Are there any file system I/O issues?


Also, ORCA scales quite well across my systems.




James Kress Ph.D., President

The KressWorks® Institute

An IRS Approved 501 (c)(3) Charitable, Nonprofit Corporation

“Engineering The Cure” ©

(248) 573-5499


Learn More and Donate At:

Website: <>


Confidentiality Notice | This e-mail message, including any attachments, is for the sole use of the intended recipient(s) and may contain confidential or proprietary information. Any unauthorized review, use, disclosure or distribution is prohibited. If you are not the intended recipient, immediately contact the sender by reply e-mail and destroy all copies of the original message.


From: <> On Behalf Of Josh Vermaas
Sent: Monday, December 14, 2020 10:43 AM
To:; Chunli Yan <>; Josh Vermaas <>
Subject: Re: namd-l: NAMD QM/MM multi nodes performance bad


Hi Chunli,

You clearly get a performance win by running ORCA stand alone here. How do the slurm arguments compare? It could be that multiple nodes doesn't help you, since QM codes generally scale pretty poorly across multiple nodes. What you are showing here is that so long as NAMD can get the MM done in under a second, the NAMD part of the problem really doesn't matter.


On 12/13/20 9:21 PM, Chunli Yan wrote:

I took the input generated from NAMD and ran with orca only using 60 core, below is the timing:


Timings for individual modules:


Sum of individual times ... 32.070 sec (= 0.535 min)

GTO integral calculation ... 4.805 sec (= 0.080 min) 15.0 %

SCF iterations ... 19.318 sec (= 0.322 min) 60.2 %

SCF Gradient evaluation ... 7.947 sec (= 0.132 min) 24.8 %

                             ****ORCA TERMINATED NORMALLY****

TOTAL RUN TIME: 0 days 0 hours 0 minutes 39 seconds 917 msec

With NAMD and ORCA combined (60 core for orca):


Timings for individual modules:


Sum of individual times ... 77.582 sec (= 1.293 min)

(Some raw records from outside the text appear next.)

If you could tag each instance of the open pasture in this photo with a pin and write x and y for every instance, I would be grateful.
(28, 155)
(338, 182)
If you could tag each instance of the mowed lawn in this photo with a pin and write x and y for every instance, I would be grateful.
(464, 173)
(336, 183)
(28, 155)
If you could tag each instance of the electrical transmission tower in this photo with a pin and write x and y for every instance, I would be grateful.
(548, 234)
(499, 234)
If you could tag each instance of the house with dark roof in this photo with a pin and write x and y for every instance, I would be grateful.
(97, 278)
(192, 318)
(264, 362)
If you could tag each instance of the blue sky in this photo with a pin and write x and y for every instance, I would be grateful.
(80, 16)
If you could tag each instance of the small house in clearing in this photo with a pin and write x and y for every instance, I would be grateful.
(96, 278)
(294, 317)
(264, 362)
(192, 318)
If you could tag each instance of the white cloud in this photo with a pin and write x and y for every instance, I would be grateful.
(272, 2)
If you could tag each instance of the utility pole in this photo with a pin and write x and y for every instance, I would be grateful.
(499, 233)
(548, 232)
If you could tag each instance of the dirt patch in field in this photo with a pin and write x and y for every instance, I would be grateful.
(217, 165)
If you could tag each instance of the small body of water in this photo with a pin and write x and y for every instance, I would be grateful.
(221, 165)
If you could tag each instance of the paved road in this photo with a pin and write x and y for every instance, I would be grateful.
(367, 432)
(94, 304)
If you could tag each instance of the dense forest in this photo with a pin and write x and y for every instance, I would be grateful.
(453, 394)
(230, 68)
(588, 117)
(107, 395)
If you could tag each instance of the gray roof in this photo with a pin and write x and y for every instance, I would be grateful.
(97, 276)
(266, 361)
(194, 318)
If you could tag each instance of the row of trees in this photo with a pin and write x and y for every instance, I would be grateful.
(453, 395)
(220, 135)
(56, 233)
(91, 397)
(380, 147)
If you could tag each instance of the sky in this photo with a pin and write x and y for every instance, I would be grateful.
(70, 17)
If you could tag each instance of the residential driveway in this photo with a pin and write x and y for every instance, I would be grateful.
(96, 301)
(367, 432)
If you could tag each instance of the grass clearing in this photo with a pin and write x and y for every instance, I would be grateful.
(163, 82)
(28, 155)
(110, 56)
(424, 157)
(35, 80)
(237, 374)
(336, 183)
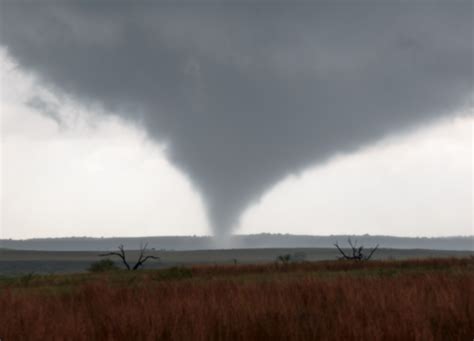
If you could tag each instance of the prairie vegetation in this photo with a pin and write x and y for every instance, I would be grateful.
(417, 299)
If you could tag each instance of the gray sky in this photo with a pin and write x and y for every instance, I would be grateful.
(314, 118)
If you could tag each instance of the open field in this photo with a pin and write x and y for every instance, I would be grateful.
(431, 299)
(15, 262)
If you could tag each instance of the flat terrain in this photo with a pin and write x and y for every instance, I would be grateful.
(430, 299)
(14, 262)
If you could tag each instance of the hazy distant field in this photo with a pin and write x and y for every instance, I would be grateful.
(43, 262)
(429, 299)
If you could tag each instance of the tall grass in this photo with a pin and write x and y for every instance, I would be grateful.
(412, 305)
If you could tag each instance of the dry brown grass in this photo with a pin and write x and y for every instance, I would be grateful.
(410, 300)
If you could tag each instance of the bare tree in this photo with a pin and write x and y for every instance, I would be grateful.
(357, 252)
(141, 258)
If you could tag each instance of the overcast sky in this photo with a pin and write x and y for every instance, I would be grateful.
(143, 120)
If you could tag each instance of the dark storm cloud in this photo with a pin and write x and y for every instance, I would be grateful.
(245, 94)
(45, 108)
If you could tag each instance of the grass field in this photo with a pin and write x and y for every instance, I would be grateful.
(16, 262)
(430, 299)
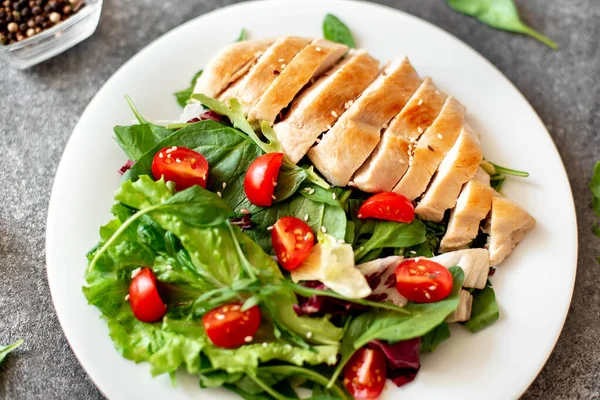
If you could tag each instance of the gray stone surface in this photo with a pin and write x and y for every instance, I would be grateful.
(40, 107)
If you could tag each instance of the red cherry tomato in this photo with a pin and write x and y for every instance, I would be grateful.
(423, 281)
(261, 179)
(292, 241)
(183, 166)
(389, 206)
(227, 326)
(146, 304)
(365, 374)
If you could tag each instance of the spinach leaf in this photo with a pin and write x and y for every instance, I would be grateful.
(424, 317)
(432, 340)
(499, 14)
(336, 31)
(243, 36)
(4, 350)
(183, 96)
(393, 234)
(484, 311)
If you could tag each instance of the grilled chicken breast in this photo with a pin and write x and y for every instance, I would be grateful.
(458, 167)
(229, 65)
(355, 135)
(475, 264)
(463, 311)
(507, 225)
(389, 161)
(433, 146)
(309, 63)
(253, 85)
(472, 206)
(319, 106)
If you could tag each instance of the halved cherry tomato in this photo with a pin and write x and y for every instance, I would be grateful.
(145, 301)
(261, 179)
(292, 241)
(183, 166)
(365, 374)
(423, 281)
(227, 326)
(389, 206)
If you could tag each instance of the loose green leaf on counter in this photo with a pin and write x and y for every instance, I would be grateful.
(4, 350)
(499, 14)
(336, 31)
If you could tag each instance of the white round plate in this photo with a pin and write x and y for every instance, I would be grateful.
(533, 286)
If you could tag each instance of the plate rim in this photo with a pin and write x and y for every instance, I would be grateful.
(249, 3)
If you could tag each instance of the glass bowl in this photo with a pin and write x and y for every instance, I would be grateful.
(55, 40)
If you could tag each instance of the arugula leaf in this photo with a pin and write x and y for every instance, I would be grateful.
(499, 14)
(484, 311)
(243, 36)
(4, 350)
(393, 234)
(183, 96)
(432, 340)
(336, 31)
(423, 317)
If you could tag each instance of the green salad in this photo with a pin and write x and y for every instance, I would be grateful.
(253, 274)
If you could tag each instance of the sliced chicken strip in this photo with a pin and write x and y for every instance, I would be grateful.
(475, 264)
(472, 206)
(463, 311)
(309, 63)
(319, 106)
(388, 163)
(229, 65)
(356, 134)
(457, 168)
(431, 149)
(507, 226)
(253, 85)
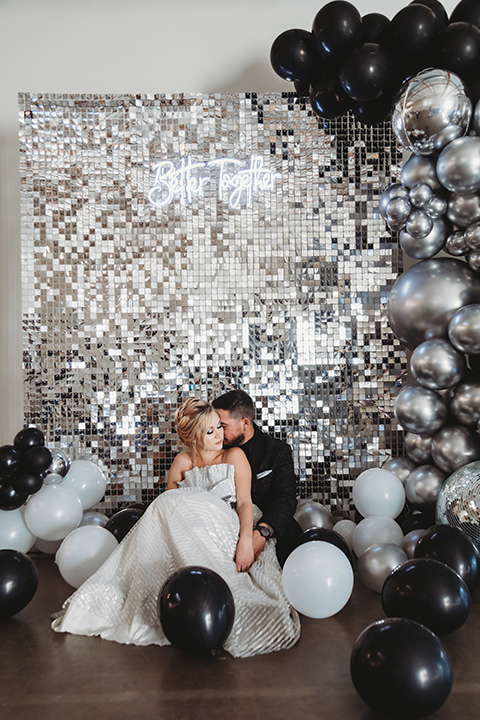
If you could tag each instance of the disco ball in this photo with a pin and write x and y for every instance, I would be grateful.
(458, 502)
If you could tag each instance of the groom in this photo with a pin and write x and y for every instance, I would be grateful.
(273, 475)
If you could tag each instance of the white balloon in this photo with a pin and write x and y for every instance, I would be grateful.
(14, 533)
(53, 512)
(346, 528)
(83, 551)
(374, 530)
(88, 481)
(317, 579)
(377, 491)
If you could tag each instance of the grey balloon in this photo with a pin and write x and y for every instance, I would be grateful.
(377, 562)
(410, 540)
(423, 486)
(464, 329)
(419, 448)
(420, 410)
(463, 210)
(420, 169)
(431, 111)
(428, 246)
(310, 514)
(427, 295)
(400, 466)
(436, 364)
(465, 402)
(454, 446)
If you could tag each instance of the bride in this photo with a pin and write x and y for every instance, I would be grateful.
(205, 517)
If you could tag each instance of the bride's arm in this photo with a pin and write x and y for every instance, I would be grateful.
(244, 556)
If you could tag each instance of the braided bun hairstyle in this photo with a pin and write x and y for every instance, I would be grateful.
(191, 421)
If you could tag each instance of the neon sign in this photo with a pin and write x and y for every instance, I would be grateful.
(236, 181)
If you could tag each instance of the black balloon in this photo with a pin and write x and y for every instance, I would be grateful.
(197, 610)
(26, 482)
(122, 522)
(459, 49)
(453, 547)
(18, 582)
(10, 499)
(366, 73)
(325, 535)
(429, 592)
(9, 460)
(294, 56)
(337, 28)
(27, 438)
(401, 668)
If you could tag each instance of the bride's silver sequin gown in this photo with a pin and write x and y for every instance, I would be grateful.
(194, 525)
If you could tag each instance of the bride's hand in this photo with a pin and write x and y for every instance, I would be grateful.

GTO integral calculation ... 5.404 sec (= 0.090 min) 7.0 %

SCF iterations ... 67.242 sec (= 1.121 min) 86.7 %

SCF Gradient evaluation ... 4.937 sec (= 0.082 min) 6.4 %

                             ****ORCA TERMINATED NORMALLY****









On Sun, Dec 13, 2020 at 10:53 PM Josh Vermaas < <> > wrote:

Just a quick question: how fast is the QM part of the calculation? I don't know what your expectation is, but each timestep is taking over a minute. The vast majority of that is likely the QM, as I'm sure you will find that a MM only system with a handful of cores will calculate a timestep in under a second. My advice is to figure out the QM half of the calculation, and get it running optimally. Even then, your performance is going to be awful compared with pure MM calculations, since you are trying to evaluate a much harder energy functions.



On Sun, Dec 13, 2020, 7:49 PM Chunli Yan < <> > wrote:


NAMD QM/MM parallel runs cross multi nodes:

I wrote a nodelist file into the directory to where the orca runs. Below is the job submission script:


#SBATCH -A bip174

#SBATCH -J test


##SBATCH --tasks-per-node=32

##SBATCH --cpus-per-task=1

##SBATCH --mem=0

#SBATCH -t 48:00:00


#module load openmpi/3.1.4


export PATH="/ccs/home/chunli/namd-andes/openmpi-3.1.4/bin/:$PATH"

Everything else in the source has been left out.